Bayesian GRU¶
Overview¶
The GRU is a simplified alternative to the LSTM that uses two gates instead of three and maintains a single hidden state instead of separate cell and hidden states. This example demonstrates inline distribution sampling (<- syntax) as an alternative to separate morphism declarations, and shows how architectural simplification maps to fewer morphisms in the DSL.
QVR Source¶
object Token : 256
type Embedded = Euclidean 64
type Hidden = Euclidean 128
type Output = Euclidean 64
embed tok_embed : Token -> Embedded
continuous gate_z : Embedded * Hidden -> Hidden ~ LogitNormal
continuous gate_r : Embedded * Hidden -> Hidden ~ LogitNormal
continuous candidate : Embedded * Hidden -> Hidden ~ Normal [scale=0.1]
program gru_cell(x_t, h_prev) : Embedded * Hidden -> Hidden
draw z ~ gate_z(x_t, h_prev)
draw r ~ gate_r(x_t, h_prev)
let reset_hidden = r * h_prev
h_cand <- Normal(reset_hidden, 0.5)
let z_complement = 1.0 - z
let h_new = z_complement * h_prev + z * h_cand
return h_new
continuous output_proj : Hidden -> Output ~ Normal [scale=0.1]
let gru = tok_embed >> scan(gru_cell) >> output_proj
output gru
Walkthrough¶
Type Declarations for Simplified State¶
The GRU does not need a separate State type because it maintains only a single hidden state. type Hidden = Euclidean 128 carries all temporal information. This is a significant simplification over the LSTM, which concatenates cell and hidden states into a 128-dimensional State vector.
Gate Morphisms with LogitNormal Prior¶
continuous gate_z : Embedded * Hidden -> Hidden ~ LogitNormal defines the update gate, controlling how much new state replaces old state. continuous gate_r : Embedded * Hidden -> Hidden ~ LogitNormal defines the reset gate, controlling how much previous state influences candidate generation. Both use LogitNormal priors so gate values fall naturally in [0, 1].
Monadic GRU Cell Program¶
The program applies both gates via draw statements, then computes the reset-gated previous state: let reset_hidden = r * h_prev. When the reset gate is near 0, the previous state is effectively forgotten before candidate generation; when near 1, it passes through freely.
The inline distribution h_cand <- Normal(reset_hidden, 0.5) samples the candidate hidden state from a Normal distribution centered at the reset-gated state with standard deviation 0.5. The <- syntax samples directly from a specified distribution rather than applying a learned morphism; the mean depends on a computed value while the standard deviation is fixed.
The final interpolation h_new = z_complement * h_prev + z * h_cand is a convex combination controlled by the update gate. When \(z \approx 1\), the state updates to the candidate; when \(z \approx 0\), the previous state is retained.

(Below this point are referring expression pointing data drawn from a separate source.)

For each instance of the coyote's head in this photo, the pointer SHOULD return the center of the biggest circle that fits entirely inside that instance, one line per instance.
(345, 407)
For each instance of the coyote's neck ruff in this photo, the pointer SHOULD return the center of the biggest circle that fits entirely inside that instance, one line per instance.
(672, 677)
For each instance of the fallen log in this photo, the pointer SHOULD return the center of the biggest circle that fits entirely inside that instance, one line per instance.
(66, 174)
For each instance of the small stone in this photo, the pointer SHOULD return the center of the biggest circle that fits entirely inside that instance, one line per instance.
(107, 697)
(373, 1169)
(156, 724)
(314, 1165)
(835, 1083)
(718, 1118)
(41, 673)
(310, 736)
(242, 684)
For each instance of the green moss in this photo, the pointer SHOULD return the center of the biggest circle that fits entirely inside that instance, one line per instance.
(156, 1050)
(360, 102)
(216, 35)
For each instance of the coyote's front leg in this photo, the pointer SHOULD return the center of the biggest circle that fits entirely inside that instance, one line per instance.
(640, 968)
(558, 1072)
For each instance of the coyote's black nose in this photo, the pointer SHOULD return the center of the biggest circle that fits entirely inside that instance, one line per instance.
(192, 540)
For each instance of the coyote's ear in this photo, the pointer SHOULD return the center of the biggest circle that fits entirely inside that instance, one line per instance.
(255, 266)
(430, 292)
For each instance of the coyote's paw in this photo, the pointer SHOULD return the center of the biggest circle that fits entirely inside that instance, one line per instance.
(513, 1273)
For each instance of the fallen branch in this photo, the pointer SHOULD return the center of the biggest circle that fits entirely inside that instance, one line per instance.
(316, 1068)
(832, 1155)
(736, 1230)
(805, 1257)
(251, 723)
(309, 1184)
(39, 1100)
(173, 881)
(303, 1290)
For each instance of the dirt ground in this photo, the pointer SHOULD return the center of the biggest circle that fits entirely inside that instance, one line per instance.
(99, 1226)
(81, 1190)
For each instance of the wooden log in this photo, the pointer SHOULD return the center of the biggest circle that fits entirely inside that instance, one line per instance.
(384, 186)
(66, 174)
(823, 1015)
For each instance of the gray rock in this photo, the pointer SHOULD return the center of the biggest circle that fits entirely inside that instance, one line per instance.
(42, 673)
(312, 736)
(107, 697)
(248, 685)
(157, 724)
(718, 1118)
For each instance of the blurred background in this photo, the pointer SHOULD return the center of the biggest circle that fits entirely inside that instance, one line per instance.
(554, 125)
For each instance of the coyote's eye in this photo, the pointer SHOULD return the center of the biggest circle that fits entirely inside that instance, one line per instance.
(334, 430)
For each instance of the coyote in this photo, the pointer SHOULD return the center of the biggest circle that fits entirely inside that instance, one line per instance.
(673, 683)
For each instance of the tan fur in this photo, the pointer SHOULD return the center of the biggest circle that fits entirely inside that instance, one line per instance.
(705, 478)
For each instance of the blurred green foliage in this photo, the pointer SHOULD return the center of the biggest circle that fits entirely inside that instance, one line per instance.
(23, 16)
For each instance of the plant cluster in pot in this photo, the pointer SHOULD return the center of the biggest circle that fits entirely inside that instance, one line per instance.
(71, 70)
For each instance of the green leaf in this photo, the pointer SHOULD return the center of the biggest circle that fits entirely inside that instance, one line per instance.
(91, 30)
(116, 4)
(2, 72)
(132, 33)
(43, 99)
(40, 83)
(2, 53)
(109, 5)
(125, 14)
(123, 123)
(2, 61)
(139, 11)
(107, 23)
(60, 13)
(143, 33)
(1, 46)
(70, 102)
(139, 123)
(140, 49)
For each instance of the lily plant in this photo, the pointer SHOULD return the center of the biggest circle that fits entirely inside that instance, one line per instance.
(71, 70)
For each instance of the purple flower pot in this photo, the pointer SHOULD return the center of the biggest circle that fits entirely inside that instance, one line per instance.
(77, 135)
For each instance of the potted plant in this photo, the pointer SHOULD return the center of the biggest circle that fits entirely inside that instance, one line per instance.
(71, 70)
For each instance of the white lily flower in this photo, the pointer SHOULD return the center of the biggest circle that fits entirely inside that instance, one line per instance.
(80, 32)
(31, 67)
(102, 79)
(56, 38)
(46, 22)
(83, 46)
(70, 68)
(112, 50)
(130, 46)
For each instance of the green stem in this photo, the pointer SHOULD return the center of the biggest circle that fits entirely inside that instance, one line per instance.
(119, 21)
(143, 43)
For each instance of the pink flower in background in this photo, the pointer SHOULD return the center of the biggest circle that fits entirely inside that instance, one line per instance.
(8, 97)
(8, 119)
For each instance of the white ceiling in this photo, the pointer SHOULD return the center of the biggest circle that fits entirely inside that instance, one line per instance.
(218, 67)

Output Projection and Full Architecture¶
let gru = tok_embed >> scan(gru_cell) >> output_proj combines embedding, scanned GRU program, and output projection.
DSL Features¶
- Inline distribution sampling:
name <- Distribution(params)samples from a distribution with arbitrary computed parameters, without a separately declared morphism. The<-operator is distinct fromdraw ... ~, which applies a declared morphism with learned parameters. - Two-gate architecture: Two LogitNormal-prior morphisms (update and reset) instead of the LSTM's three, reducing parameter count by roughly 30%.
- Convex interpolation: The update equation
(1-z) * h_prev + z * h_candblends previous and candidate states, with the gate controlling the mix.
Python Usage¶
Categorical Perspective¶
The GRU operates on a single state space \(\mathrm{Hidden}\) rather than the LSTM's product \(\mathrm{Hidden} \times \mathrm{Hidden}\), eliminating the explicit memory/output factorization. The reset and update gates act at different points in the computation: the reset gate modulates candidate generation (controlling how much history the candidate sees), while the update gate modulates the final state interpolation (controlling how much the state changes). This sequential application of gates produces a different compositional structure than the LSTM's parallel gates.
The interpolation \(h_{\mathrm{new}} = (1 - z) \cdot h_{\mathrm{prev}} + z \cdot h_{\mathrm{cand}}\) preserves gradient flow similarly to the LSTM's additive cell update. Both terms are weighted and summed, so gradients pass through without the repeated multiplicative scaling that causes vanishing gradients in vanilla RNNs. The LogitNormal priors keep gate values in [0, 1], preventing extreme gradient magnification.